Biz güncel politik meselelerle, seçimlerle uğraşırken ama mesele ulusal, bölgesel, küresel yeniden şekillendirme arayışları içerisinde yeniden araç olarak kullanılıp kullanılmama, -bu da Türkiye siyasetlerini ilgilendiriyor tabi- bunları tartışmıyoruz.

Özellikle emperyalizmin bilinen ve süreklilik kazanan kimlik siyasetleriyle yarattığı ayrıştırma ve parçalama politikalarının araçları olarak sayısız örnekleri verilmektedir.

Demokratik Cumhuriyetimiz emperyalizmin belirtilen yıkıcı faaliyetleri karşısında, Türk milleti kimliğini, kavramını hukukun üstünlüğünün ve eşit vatandaşlık kavramının içini doldurarak bir demokratik bağımsız Türkiye vizyonuyla hareket ederek örnek bir ülke olmuştur.

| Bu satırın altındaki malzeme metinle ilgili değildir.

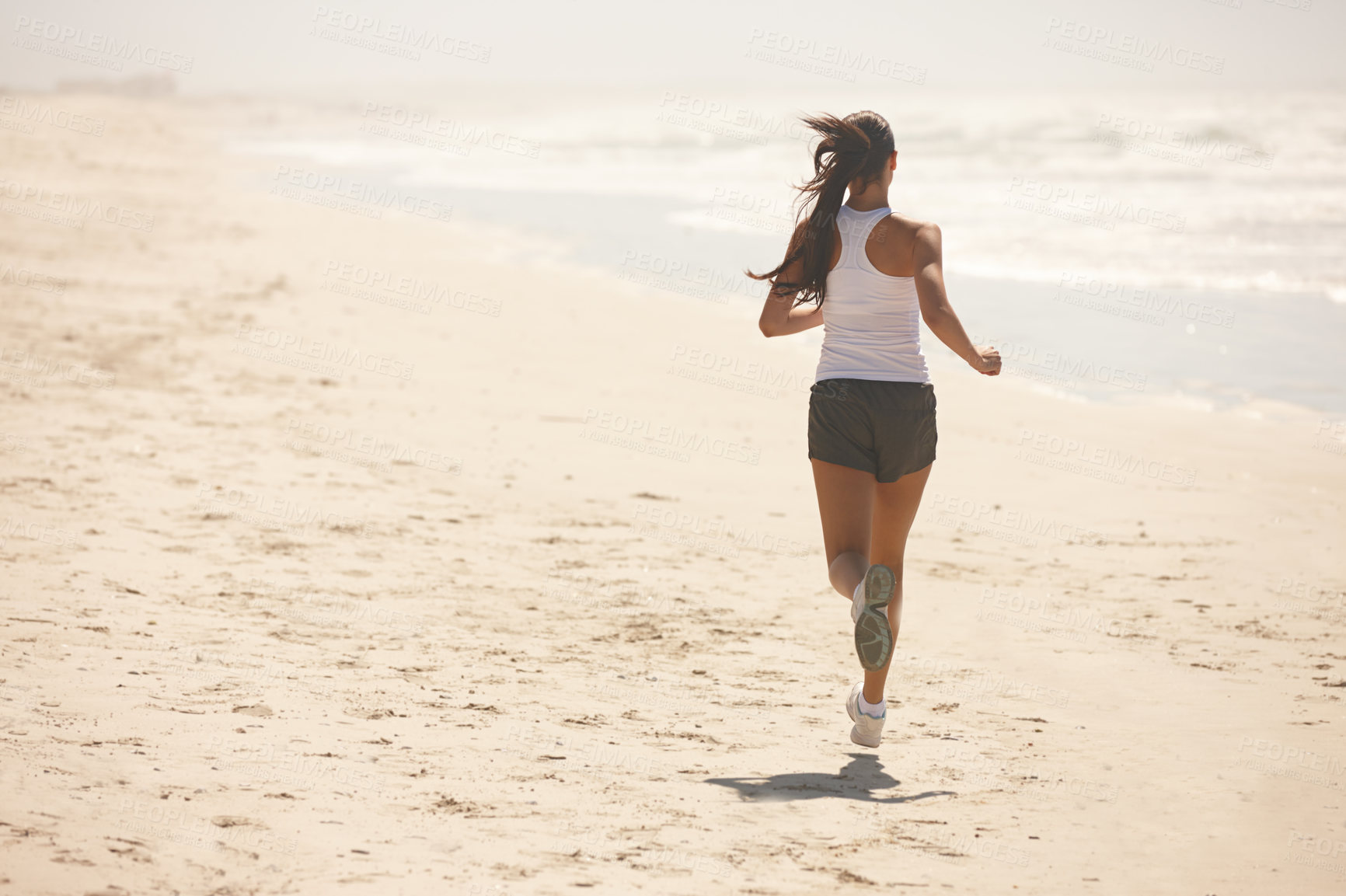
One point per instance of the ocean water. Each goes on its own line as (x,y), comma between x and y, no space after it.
(1116,246)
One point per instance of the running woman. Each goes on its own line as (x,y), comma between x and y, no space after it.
(866,270)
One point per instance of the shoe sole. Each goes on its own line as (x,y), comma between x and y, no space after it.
(873,636)
(863,743)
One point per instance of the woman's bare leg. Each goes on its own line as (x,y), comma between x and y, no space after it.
(846,505)
(894,511)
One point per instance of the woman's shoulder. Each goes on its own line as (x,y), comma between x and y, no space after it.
(899,222)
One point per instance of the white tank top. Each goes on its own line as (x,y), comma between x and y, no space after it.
(871,322)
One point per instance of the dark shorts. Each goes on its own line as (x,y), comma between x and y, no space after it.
(880,427)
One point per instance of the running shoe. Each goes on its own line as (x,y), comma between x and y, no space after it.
(873,636)
(867,730)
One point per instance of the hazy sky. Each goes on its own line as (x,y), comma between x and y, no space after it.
(268,44)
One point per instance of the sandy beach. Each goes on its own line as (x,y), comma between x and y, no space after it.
(354,546)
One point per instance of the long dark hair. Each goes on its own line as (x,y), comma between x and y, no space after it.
(853,147)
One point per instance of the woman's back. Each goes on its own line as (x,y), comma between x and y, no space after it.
(871,319)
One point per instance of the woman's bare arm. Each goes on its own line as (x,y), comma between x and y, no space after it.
(781,319)
(928,257)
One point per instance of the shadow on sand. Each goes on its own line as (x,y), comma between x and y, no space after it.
(858,779)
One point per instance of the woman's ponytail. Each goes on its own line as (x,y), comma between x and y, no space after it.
(851,148)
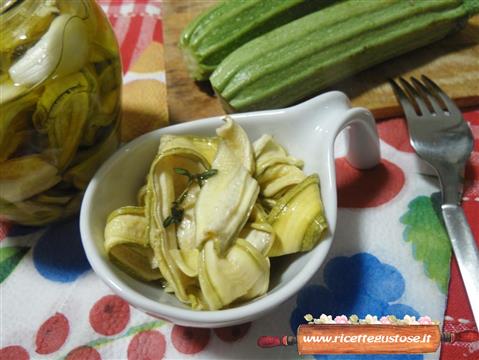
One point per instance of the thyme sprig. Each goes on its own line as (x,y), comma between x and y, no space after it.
(177,211)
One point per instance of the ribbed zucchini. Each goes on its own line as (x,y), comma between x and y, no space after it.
(225,27)
(302,57)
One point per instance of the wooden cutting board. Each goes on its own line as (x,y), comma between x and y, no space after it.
(452,62)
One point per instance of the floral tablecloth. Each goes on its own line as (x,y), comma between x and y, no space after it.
(390,255)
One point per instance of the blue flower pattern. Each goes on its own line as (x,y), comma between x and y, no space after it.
(59,255)
(361,285)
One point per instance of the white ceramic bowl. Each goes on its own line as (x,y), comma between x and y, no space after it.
(307,130)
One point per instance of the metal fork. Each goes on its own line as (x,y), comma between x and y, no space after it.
(444,140)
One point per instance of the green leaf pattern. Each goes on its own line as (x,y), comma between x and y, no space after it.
(428,237)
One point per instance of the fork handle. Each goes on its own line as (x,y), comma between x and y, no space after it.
(466,252)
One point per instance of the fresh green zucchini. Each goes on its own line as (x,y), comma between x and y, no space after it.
(225,27)
(298,59)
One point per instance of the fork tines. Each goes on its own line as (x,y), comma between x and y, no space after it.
(426,96)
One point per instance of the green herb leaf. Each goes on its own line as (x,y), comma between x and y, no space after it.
(206,175)
(184,172)
(176,210)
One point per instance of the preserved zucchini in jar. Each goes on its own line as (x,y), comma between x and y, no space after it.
(60,89)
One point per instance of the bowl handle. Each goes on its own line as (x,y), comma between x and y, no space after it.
(362,139)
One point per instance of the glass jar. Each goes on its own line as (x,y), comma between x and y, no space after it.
(60,88)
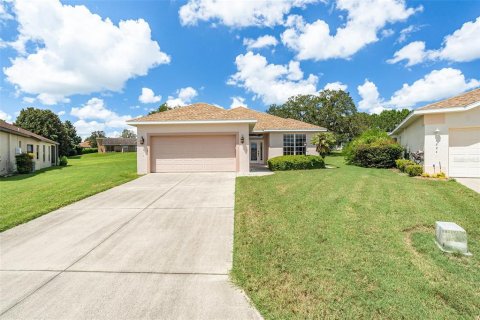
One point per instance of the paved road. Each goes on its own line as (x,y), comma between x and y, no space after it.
(159,247)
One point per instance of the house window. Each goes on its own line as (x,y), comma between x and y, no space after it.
(294,144)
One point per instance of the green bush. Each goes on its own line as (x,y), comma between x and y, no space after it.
(63,161)
(24,163)
(88,150)
(299,162)
(402,163)
(373,149)
(414,170)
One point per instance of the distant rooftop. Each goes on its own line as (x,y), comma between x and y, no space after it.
(117,141)
(10,128)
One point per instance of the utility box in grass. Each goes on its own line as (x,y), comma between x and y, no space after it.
(450,237)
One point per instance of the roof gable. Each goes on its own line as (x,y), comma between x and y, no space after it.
(461,100)
(206,112)
(8,127)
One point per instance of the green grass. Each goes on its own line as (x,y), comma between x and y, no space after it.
(28,196)
(354,243)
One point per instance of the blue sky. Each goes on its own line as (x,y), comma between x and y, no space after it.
(98,63)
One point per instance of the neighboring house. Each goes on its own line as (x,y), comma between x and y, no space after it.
(116,145)
(85,144)
(203,137)
(15,140)
(448,132)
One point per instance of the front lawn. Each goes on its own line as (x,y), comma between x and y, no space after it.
(28,196)
(354,243)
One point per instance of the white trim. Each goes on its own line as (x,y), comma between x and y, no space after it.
(133,123)
(420,112)
(293,130)
(455,109)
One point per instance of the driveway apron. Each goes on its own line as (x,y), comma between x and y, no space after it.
(158,247)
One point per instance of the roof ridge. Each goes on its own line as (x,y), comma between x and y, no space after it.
(451,98)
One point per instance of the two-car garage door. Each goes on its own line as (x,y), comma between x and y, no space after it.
(195,153)
(464,153)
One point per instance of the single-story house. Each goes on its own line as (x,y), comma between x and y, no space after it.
(448,134)
(204,137)
(116,145)
(15,140)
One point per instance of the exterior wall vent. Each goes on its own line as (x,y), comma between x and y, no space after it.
(450,237)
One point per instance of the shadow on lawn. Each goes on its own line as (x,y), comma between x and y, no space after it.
(17,176)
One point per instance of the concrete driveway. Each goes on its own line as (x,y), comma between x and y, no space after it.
(472,183)
(159,247)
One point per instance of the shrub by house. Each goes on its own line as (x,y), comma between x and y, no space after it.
(373,149)
(299,162)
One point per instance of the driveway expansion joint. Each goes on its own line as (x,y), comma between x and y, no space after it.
(88,252)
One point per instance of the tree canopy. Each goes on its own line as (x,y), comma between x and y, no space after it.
(331,109)
(72,138)
(336,111)
(387,120)
(93,138)
(47,124)
(161,108)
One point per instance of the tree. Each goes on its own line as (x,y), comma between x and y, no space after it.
(163,107)
(93,138)
(324,141)
(72,138)
(44,123)
(387,120)
(331,109)
(128,134)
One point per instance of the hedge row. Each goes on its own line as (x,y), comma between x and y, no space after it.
(89,150)
(373,149)
(409,167)
(300,162)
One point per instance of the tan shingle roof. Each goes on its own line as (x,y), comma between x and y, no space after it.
(267,121)
(207,112)
(462,100)
(7,127)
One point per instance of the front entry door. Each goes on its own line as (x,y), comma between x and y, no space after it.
(256,151)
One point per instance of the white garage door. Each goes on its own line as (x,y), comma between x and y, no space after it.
(464,153)
(193,153)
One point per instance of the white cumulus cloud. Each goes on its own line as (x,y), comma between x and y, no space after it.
(239,13)
(436,85)
(5,116)
(183,98)
(371,101)
(76,51)
(260,42)
(273,83)
(335,86)
(365,18)
(413,53)
(463,45)
(148,96)
(238,102)
(95,116)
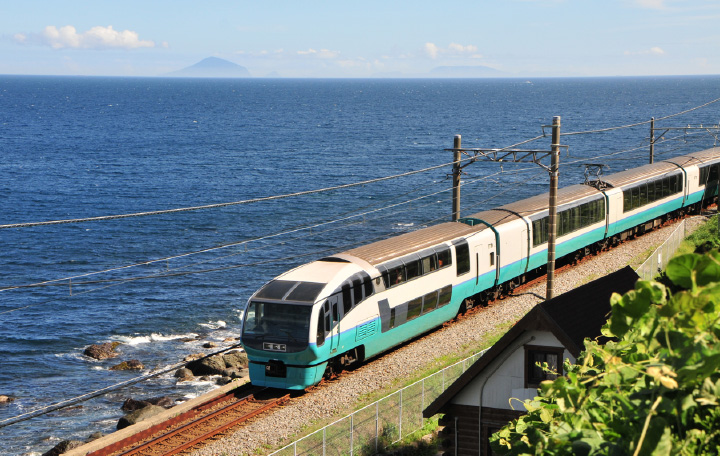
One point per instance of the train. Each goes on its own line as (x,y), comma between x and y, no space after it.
(340,310)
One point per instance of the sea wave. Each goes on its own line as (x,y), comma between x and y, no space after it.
(137,340)
(214,324)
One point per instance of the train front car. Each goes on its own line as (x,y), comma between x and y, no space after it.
(282,348)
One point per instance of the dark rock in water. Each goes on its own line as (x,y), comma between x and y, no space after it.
(223,381)
(63,447)
(130,405)
(235,359)
(133,364)
(193,357)
(102,351)
(139,415)
(213,365)
(190,339)
(184,374)
(94,436)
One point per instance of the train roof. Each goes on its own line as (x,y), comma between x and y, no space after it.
(535,204)
(696,158)
(639,174)
(395,247)
(664,167)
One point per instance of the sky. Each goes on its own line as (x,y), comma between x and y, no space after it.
(359,39)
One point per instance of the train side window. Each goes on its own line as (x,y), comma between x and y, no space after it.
(643,195)
(414,308)
(367,285)
(429,264)
(396,276)
(444,258)
(357,292)
(651,192)
(347,302)
(412,269)
(320,335)
(429,302)
(445,295)
(462,253)
(540,231)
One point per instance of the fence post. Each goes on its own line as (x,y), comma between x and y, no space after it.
(400,424)
(377,426)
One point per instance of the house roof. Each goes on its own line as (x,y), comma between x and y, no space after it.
(571,317)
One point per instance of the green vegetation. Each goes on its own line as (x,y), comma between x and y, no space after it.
(411,444)
(704,239)
(653,389)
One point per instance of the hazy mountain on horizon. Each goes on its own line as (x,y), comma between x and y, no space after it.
(477,71)
(212,67)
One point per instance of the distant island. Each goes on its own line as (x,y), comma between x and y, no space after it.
(212,67)
(477,71)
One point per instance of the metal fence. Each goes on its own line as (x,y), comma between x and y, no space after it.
(659,258)
(368,430)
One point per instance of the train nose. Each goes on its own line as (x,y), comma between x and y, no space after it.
(275,368)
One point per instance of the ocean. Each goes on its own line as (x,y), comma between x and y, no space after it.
(78,147)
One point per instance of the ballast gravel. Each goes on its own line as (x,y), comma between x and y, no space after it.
(335,399)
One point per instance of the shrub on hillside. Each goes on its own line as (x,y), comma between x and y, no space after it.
(653,389)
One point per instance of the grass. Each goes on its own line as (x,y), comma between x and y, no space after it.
(704,238)
(409,445)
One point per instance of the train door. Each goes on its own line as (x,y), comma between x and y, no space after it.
(524,250)
(334,323)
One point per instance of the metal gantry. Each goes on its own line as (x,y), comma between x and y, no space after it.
(517,156)
(713,130)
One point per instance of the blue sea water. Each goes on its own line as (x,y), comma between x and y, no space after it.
(75,147)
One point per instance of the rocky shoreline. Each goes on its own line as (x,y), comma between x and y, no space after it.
(336,399)
(332,399)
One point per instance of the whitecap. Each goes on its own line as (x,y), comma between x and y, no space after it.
(154,337)
(214,324)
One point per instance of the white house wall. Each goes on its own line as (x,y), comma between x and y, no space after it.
(509,376)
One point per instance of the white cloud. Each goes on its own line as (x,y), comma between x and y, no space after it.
(651,4)
(655,50)
(432,50)
(98,37)
(321,54)
(453,50)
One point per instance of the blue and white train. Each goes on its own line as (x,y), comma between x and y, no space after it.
(340,310)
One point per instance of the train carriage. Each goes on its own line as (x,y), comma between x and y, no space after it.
(343,309)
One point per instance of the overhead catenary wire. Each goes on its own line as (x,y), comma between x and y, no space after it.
(219,205)
(97,393)
(168,273)
(637,124)
(102,391)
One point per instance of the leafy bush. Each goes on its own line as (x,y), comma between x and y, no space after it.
(653,389)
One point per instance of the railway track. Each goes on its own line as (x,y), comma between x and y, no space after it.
(204,422)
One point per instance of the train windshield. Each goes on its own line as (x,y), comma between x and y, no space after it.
(277,322)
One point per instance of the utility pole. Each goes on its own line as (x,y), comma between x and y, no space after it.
(652,140)
(552,206)
(518,156)
(456,177)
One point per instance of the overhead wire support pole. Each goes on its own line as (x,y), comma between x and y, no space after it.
(517,156)
(652,140)
(552,207)
(457,169)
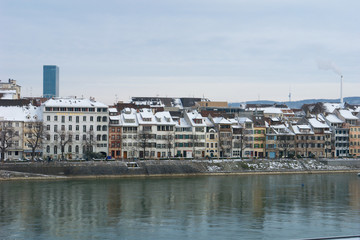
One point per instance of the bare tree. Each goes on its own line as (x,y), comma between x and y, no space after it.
(65,138)
(36,133)
(7,134)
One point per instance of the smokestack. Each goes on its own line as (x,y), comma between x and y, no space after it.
(341,98)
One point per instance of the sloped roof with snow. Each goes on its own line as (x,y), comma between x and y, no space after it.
(244,120)
(302,129)
(164,118)
(73,102)
(317,124)
(221,120)
(331,107)
(183,123)
(332,118)
(113,110)
(195,115)
(347,115)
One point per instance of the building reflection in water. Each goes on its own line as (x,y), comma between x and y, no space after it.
(187,205)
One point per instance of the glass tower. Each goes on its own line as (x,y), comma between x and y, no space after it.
(50,81)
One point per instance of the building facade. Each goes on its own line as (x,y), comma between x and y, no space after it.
(74,128)
(50,81)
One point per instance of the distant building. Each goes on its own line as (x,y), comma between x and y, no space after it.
(50,81)
(9,90)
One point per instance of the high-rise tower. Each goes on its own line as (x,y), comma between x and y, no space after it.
(50,81)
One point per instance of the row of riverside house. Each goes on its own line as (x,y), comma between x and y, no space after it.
(77,128)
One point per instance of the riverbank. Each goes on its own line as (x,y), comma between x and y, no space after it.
(156,168)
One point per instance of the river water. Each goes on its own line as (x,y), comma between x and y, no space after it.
(207,207)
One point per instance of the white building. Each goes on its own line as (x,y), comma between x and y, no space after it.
(19,118)
(82,123)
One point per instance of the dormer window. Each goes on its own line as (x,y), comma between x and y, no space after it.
(198,121)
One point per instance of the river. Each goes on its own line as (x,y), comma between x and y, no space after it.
(206,207)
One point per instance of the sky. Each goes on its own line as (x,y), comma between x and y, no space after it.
(224,50)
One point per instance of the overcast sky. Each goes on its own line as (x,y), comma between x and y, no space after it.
(232,50)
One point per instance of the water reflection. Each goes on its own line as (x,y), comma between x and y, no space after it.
(275,206)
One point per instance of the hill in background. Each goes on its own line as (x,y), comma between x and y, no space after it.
(298,104)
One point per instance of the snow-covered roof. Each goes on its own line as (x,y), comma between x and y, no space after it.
(243,120)
(221,120)
(146,117)
(331,107)
(194,115)
(128,118)
(73,102)
(113,110)
(208,122)
(164,118)
(302,129)
(347,115)
(182,123)
(21,113)
(332,118)
(317,124)
(281,129)
(7,94)
(177,103)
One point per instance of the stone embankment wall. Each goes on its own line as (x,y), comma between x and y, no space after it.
(162,167)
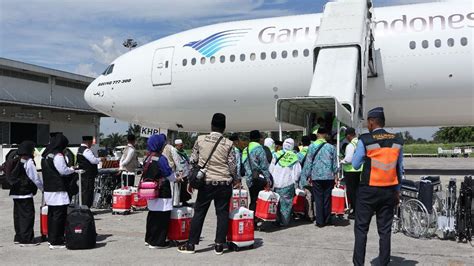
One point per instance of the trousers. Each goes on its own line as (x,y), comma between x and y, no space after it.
(221,196)
(24,220)
(56,224)
(370,200)
(157,227)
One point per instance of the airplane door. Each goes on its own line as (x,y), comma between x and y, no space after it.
(161,73)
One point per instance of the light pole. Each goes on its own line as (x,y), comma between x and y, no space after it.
(130,44)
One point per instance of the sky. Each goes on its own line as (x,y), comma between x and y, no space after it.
(84,36)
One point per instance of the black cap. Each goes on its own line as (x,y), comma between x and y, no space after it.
(131,137)
(322,130)
(234,137)
(87,138)
(218,121)
(377,112)
(26,148)
(255,135)
(350,131)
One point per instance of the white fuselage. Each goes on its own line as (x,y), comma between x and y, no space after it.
(424,86)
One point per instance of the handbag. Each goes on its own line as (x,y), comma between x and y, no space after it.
(148,188)
(197,176)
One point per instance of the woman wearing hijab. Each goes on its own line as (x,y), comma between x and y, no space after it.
(286,171)
(57,178)
(25,183)
(156,167)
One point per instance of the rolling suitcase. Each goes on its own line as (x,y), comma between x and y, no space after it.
(299,202)
(241,229)
(43,220)
(80,232)
(267,206)
(239,199)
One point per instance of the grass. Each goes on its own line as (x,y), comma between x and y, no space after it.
(431,148)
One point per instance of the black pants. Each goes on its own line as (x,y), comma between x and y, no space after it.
(56,224)
(88,184)
(24,220)
(253,191)
(221,196)
(322,200)
(128,180)
(352,180)
(157,228)
(382,202)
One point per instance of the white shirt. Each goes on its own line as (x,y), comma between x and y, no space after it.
(89,155)
(31,172)
(59,198)
(162,204)
(127,158)
(285,176)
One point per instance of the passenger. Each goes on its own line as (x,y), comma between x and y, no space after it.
(381,154)
(89,163)
(156,167)
(351,175)
(221,172)
(286,171)
(257,172)
(129,161)
(59,185)
(184,168)
(321,168)
(25,183)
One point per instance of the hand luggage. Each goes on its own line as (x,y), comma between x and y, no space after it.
(338,200)
(80,232)
(299,202)
(180,223)
(267,206)
(239,199)
(43,220)
(122,200)
(241,229)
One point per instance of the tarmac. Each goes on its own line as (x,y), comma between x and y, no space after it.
(121,241)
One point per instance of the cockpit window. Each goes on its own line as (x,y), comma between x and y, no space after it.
(108,70)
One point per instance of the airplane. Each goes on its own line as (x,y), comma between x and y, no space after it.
(424,60)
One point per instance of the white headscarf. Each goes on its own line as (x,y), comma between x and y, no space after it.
(288,144)
(269,142)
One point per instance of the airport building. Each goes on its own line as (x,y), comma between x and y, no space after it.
(35,101)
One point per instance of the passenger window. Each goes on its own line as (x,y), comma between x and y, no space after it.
(424,44)
(110,69)
(450,42)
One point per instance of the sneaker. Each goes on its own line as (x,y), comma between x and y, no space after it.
(219,249)
(187,249)
(25,245)
(51,247)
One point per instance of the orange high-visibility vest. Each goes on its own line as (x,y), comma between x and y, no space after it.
(381,161)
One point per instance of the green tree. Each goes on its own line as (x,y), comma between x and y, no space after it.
(454,134)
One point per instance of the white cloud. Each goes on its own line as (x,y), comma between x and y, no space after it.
(86,70)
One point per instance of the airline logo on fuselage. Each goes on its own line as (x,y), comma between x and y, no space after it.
(218,41)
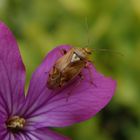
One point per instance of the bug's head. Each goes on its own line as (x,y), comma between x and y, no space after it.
(54,79)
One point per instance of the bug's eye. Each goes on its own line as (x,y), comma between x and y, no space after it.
(75,58)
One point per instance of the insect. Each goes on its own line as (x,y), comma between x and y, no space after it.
(68,67)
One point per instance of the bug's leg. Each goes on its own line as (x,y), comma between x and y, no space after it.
(91,76)
(76,85)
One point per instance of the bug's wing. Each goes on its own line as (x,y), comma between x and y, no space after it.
(64,61)
(72,70)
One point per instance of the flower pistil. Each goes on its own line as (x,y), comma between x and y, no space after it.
(15,124)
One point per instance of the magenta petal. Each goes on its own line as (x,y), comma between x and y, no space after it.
(59,109)
(12,71)
(38,92)
(44,134)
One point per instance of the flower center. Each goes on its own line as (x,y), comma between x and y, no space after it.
(15,124)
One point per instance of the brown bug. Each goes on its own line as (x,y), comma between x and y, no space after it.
(68,67)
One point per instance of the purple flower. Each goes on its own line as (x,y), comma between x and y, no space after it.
(29,117)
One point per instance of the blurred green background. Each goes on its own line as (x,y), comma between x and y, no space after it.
(40,25)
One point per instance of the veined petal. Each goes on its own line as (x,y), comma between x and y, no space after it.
(45,134)
(38,92)
(12,71)
(77,102)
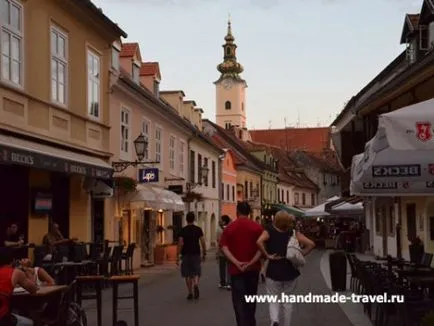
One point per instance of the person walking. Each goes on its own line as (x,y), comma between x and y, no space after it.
(281,274)
(222,260)
(238,243)
(190,242)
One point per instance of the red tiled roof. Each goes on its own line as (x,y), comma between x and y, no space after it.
(309,139)
(414,20)
(326,160)
(150,69)
(129,50)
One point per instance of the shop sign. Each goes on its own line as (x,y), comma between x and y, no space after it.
(385,171)
(10,155)
(148,175)
(380,185)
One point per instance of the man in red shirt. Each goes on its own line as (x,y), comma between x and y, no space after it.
(238,243)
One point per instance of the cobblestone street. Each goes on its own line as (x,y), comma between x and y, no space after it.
(162,301)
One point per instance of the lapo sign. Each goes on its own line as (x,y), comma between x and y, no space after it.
(149,175)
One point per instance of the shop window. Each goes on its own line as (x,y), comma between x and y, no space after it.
(391,221)
(431,227)
(378,217)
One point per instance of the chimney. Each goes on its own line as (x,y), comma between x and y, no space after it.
(150,77)
(175,99)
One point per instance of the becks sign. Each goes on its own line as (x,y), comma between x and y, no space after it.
(381,171)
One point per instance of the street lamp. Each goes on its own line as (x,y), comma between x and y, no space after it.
(141,147)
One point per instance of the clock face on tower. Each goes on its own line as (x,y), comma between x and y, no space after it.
(227,83)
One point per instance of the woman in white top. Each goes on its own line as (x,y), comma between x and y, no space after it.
(36,274)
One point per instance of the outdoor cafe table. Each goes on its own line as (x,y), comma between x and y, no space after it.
(43,291)
(32,305)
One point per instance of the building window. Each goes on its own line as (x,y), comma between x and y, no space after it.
(115,58)
(199,170)
(12,37)
(125,130)
(156,88)
(205,163)
(181,158)
(158,138)
(223,191)
(93,84)
(213,174)
(146,126)
(136,73)
(192,164)
(59,65)
(172,153)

Ancak, Cumhuriyeti demokrasiyle taçlandıramadığımız için sorunlar yaşadık ve yaşamaya devam ediyoruz. Mesele, emperyalizmin stratejik hedeflerinin bilinci içerisinde demokrasimizi zenginleştirerek bilime ve çağdaş değerlere önem vererek yeniden kurumsal bir yapı kazandırılabilmesine dayanmaktadır.

Sonuç olarak, iç politikada da yaşamakta olduğumuz sorunları ve dış politika açmazlarını Cumhuriyet’in kurucu, çağdaş vizyonunu yakalayabilmek için tüm demokrat unsurların birlikteliği ve mücadelesiyle engeller aşılabilecektir.

PKK terörü çözülemeyen Kürt sorununun sonuçlarından biridir. Emperyalizm tarihsel ömrünü dolduran PKK’yı ortadan kaldırıcı çalışmalara yardımcı olma görüntüsü verirken birleşik Kürdistan siyasetiyle Orta Doğu’yu yeniden şekillendirmek istemektedir.”